3. Definition and interpretation of "municipal limits" of the city of Mumbai.
4. Inclusion of terrace and flower bed areas in the built-up area calculation.

Detailed Analysis:

Issue 1: Eligibility for Deduction under Section 80IB(10) Concerning Built-Up Area
The main issue is the disallowance of deduction under Section 80IB(10) due to certain residential units exceeding the permissible built-up area of 1000 sq. ft. The assessee argued that the project is situated beyond 25 km from the municipal limits of the city of Mumbai, thus qualifying for a higher permissible built-up area of 1500 sq. ft. The Assessing Officer (AO) and CIT(A) held that the project is within 25 km of the BMC limits, thus restricting the permissible built-up area to 1000 sq. ft. The Tribunal upheld this view, stating that the municipal limits refer to the BMC limits, not the city of Mumbai as defined in various enactments. Therefore, the project did not qualify for the higher permissible built-up area, and units exceeding 1000 sq. ft. were not eligible for the deduction.

Issue 2: Pro-Rata Deduction under Section 80IB(10)
The assessee contended that even if certain units exceeded the permissible built-up area, a pro-rata deduction should be allowed for units that complied with the 1000 sq. ft. limit. The CIT(A) agreed and directed the AO to allow deduction on a pro-rata basis for units within the permissible limit. The Tribunal upheld this decision, citing various judicial pronouncements supporting pro-rata deductions. It was directed that the AO should allow deductions for units in Wings A and B, which were below 1000 sq. ft., and for any such units in Wing C.
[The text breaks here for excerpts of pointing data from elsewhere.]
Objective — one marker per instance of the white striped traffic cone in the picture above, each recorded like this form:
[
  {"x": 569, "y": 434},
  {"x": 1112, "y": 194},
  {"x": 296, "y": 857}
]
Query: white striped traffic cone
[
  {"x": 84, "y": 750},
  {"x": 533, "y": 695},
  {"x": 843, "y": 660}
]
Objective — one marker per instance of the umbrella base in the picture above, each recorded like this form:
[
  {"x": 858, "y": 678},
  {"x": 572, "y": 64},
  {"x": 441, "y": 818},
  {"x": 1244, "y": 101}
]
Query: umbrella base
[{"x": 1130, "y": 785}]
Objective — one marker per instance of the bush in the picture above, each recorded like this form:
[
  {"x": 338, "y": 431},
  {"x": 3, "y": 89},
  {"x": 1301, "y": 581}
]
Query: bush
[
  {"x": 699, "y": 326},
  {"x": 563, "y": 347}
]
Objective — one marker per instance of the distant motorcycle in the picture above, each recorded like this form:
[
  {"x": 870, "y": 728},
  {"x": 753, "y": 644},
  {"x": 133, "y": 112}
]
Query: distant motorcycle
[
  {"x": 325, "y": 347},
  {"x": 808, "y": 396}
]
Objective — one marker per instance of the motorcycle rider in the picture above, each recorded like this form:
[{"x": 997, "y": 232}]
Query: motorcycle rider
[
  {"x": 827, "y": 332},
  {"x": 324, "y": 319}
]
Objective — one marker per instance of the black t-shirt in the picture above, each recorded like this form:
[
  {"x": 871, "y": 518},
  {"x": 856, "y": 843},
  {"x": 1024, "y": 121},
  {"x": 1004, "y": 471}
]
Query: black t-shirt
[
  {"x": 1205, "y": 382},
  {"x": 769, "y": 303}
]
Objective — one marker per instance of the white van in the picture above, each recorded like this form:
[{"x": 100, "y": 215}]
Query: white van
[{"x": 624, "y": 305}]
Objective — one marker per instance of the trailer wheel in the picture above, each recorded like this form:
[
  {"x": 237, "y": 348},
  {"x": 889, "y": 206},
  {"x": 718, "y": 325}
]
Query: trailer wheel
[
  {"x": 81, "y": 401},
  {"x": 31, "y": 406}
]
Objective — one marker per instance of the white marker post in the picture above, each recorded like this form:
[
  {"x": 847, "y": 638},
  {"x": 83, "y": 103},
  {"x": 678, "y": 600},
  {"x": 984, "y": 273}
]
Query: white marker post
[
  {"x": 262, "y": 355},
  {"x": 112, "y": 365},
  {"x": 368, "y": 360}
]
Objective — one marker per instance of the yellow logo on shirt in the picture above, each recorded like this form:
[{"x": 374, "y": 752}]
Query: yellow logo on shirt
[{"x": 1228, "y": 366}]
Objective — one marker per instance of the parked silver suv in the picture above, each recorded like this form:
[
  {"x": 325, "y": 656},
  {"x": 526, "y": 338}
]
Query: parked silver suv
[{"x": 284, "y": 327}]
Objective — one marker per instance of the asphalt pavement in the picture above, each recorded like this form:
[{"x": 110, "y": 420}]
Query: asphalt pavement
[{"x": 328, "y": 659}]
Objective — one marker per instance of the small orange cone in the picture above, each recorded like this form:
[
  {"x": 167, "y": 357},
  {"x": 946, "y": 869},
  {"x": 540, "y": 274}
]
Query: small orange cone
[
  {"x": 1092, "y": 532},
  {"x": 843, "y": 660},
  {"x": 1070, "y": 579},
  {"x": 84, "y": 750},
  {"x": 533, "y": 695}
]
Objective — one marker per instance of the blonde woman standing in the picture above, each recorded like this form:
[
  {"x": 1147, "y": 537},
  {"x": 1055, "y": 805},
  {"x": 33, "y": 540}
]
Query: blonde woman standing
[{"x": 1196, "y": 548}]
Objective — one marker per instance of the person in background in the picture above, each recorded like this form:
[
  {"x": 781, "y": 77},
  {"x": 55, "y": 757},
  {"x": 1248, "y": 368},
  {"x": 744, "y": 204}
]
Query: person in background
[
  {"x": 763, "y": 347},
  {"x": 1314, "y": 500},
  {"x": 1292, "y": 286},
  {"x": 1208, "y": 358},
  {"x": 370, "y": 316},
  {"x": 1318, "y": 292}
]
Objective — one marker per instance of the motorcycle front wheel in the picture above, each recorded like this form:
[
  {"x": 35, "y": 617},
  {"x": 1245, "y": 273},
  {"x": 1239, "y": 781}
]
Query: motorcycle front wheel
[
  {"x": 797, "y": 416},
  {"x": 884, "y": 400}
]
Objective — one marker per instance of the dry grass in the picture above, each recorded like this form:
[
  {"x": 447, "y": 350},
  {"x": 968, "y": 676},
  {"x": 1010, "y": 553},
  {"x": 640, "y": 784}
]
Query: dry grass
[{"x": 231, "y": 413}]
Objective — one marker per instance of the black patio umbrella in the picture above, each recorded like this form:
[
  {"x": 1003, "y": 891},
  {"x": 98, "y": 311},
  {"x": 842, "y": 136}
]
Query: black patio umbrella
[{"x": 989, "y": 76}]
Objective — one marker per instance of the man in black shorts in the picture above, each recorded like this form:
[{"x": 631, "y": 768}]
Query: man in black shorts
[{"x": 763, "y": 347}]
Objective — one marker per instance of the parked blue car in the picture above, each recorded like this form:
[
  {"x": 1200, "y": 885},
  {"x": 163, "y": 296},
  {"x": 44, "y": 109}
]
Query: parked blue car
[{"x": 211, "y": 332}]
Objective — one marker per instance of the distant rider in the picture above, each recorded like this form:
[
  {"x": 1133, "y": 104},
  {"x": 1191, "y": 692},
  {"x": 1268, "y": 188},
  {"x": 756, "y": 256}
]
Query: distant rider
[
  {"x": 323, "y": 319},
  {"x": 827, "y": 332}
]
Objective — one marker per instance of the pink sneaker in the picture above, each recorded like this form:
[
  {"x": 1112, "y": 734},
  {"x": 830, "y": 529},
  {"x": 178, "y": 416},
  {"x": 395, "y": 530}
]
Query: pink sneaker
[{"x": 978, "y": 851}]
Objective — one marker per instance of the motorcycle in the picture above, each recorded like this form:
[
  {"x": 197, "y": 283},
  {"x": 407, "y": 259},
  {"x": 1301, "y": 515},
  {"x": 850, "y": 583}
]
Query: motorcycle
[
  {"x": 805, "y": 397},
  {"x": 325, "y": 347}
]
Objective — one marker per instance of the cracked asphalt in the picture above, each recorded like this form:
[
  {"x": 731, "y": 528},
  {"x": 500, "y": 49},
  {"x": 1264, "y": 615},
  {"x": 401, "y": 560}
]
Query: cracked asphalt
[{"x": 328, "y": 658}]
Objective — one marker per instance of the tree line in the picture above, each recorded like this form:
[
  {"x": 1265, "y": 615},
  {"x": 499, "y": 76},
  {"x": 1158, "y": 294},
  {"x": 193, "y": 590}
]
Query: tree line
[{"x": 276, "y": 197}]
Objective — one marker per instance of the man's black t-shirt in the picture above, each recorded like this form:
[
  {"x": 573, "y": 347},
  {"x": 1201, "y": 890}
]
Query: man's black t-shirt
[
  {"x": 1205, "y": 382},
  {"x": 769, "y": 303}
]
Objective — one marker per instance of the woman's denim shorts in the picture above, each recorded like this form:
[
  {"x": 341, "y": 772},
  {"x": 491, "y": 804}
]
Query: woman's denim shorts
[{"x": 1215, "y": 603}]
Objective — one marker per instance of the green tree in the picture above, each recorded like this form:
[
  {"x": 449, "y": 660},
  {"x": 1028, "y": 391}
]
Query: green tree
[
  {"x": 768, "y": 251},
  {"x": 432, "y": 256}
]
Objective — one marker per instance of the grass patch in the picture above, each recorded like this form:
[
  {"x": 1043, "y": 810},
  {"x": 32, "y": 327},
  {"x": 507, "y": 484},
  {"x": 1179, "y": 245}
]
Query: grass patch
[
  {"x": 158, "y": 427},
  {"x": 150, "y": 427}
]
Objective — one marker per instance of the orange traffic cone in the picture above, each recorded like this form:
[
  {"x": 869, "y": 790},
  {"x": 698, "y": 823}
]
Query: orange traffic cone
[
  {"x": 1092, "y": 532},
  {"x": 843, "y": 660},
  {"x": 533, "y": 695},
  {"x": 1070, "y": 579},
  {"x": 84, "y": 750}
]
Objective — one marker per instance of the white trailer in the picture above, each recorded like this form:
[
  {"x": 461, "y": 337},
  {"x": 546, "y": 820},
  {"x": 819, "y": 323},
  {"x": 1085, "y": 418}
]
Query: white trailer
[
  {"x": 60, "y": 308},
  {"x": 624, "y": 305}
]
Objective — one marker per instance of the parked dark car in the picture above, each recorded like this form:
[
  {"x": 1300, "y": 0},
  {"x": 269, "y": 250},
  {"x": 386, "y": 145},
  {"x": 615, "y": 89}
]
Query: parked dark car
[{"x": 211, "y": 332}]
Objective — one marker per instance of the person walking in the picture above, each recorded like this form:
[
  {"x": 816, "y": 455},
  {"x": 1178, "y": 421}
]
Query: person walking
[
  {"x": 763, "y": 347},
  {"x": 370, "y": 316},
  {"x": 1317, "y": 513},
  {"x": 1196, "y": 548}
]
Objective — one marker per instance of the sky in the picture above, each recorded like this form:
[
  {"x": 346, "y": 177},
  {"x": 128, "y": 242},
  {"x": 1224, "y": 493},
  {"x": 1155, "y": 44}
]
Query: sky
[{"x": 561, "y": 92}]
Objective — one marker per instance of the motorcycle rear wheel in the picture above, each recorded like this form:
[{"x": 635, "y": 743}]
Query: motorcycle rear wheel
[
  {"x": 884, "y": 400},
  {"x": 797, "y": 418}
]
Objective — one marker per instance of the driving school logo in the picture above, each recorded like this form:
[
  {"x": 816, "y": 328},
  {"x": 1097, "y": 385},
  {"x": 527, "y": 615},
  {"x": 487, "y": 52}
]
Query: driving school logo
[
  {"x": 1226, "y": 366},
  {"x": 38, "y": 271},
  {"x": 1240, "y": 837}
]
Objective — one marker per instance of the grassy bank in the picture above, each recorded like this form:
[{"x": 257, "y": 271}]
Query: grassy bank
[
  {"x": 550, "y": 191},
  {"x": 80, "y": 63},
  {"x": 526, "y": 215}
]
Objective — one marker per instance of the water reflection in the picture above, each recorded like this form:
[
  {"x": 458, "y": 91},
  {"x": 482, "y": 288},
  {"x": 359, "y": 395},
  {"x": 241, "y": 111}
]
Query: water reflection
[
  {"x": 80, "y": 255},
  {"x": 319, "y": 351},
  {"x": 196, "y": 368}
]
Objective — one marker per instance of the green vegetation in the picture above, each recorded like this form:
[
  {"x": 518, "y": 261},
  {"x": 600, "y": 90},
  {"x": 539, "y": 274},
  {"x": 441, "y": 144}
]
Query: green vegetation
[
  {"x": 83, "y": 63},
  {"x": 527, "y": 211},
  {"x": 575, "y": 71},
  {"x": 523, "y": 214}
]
Issue 3: Definition and Interpretation of "Municipal Limits"
The assessee argued that the municipal limits of the city of Mumbai should be considered up to Chunabhatti near Sion, as per various enactments. The AO and CIT(A) disagreed, stating that the municipal limits refer to the BMC limits. The Tribunal supported this interpretation, emphasizing that the statute uses the term "municipal limits," which pertains to the BMC, the governing civic body of Mumbai. The Tribunal referenced the ITAT decision in Laukik Developers vs. DCIT, which held that the distance should be measured from the outer limits of the BMC.

Issue 4: Inclusion of Terrace and Flower Bed Areas in Built-Up Area Calculation
The AO included the terrace and flower bed areas in the built-up area calculation, leading to certain units exceeding the 1000 sq. ft. limit. The assessee argued that these areas should not be included. The Tribunal upheld the AO's detailed analysis and inclusion of these areas, stating that the flower bed and terrace are part of the built-up area as per the architectural design and should be considered in the calculation.

Conclusion:
The Tribunal concluded that the assessee was not eligible for the deduction under Section 80IB(10) for units exceeding the 1000 sq. ft. limit. However, it upheld the CIT(A)'s decision to allow pro-rata deductions for units within the permissible limit. The appeals of the assessee were dismissed, and the revenue's appeals were also dismissed, affirming the CIT(A)'s directions. The additional ground on the issue of Section 147 was not argued and thus not adjudicated.